The most common object that allocates memory is arrays. These allocations occur not only when we create an array and assign it to a variable, but also when computations returning arrays are performed on the fly. The following example illustrates this point. 

foo()  = [1,2,3]
Output in REPL
julia>
@btime foo() 
  13.714 ns (1 allocation: 80 bytes)

Slicing is another operation that creates an array, and therefore allocates. This is due to the default behavior of slicing, which returns a new copy rather than a view of the original object. The sole exception to this rule is when a single element is accessed, in which case no new allocation occurs.

 

x      = [1,2,3]

foo(x) = x[1:2]                 # ONE allocation, since ranges don't allocate (but 'x[1:2]' itself does)
Output in REPL
julia>
@btime foo($x) 
  16.116 ns (1 allocation: 80 bytes)

x      = [1,2,3]

foo(x) = x[[1,2]]               # TWO allocations (one for '[1,2]' and another for 'x[[1,2]]' itself)
Output in REPL
julia>
@btime foo($x) 
  31.759 ns (2 allocations: 160 bytes)

x      = [1,2,3]

foo(x) = x[1] * x[2] + x[3]
Output in REPL
julia>
@btime foo($x) 
  1.400 ns (0 allocations: 0 bytes)

Other operations that involve array creation include array comprehensions and broadcasting. Remarkably, broadcasting even involves memory allocation when intermediate results are computed internally, but not explicitly returned.
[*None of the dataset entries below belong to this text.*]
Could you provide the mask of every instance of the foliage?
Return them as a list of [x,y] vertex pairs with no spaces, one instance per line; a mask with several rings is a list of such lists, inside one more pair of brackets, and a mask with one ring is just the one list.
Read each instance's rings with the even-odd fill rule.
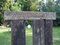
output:
[[[0,23],[2,23],[5,10],[11,11],[44,11],[56,12],[57,18],[60,19],[60,3],[59,1],[48,0],[44,3],[43,0],[0,0]],[[31,22],[31,21],[27,21]]]
[[37,11],[38,2],[37,1],[32,1],[31,4],[32,4],[31,7],[30,7],[31,11]]
[[21,11],[21,5],[17,2],[13,3],[11,6],[11,10],[13,11]]
[[6,0],[3,6],[3,10],[11,10],[11,1]]
[[3,23],[4,11],[21,11],[21,5],[17,2],[13,3],[12,0],[0,0],[0,25]]
[[[4,6],[4,3],[5,0],[0,0],[0,25],[2,24],[3,22],[3,6]],[[4,3],[4,4],[3,4]]]
[[23,11],[30,11],[31,1],[30,0],[21,1],[21,6]]
[[[54,25],[60,25],[60,3],[57,3],[57,1],[48,1],[46,4],[43,2],[39,7],[39,11],[42,10],[43,12],[56,12],[56,20],[54,21]],[[42,8],[41,8],[42,7]]]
This specific case is demonstrated in "Broadcasting 2" below. 

foo()  = [a for a in 1:3]
Output in REPL
julia>
@btime foo() 
  13.514 ns (1 allocation: 80 bytes)

x      = [1,2,3]
foo(x) = x .* x
Output in REPL
julia>
@btime foo($x) 
  15.916 ns (1 allocation: 80 bytes)

x      = [1,2,3]
foo(x) = sum(x .* x)                # 1 allocation from temporary vector 'x .* x'
Output in REPL
julia>
@btime foo($x) 
  21.242 ns (1 allocation: 80 bytes)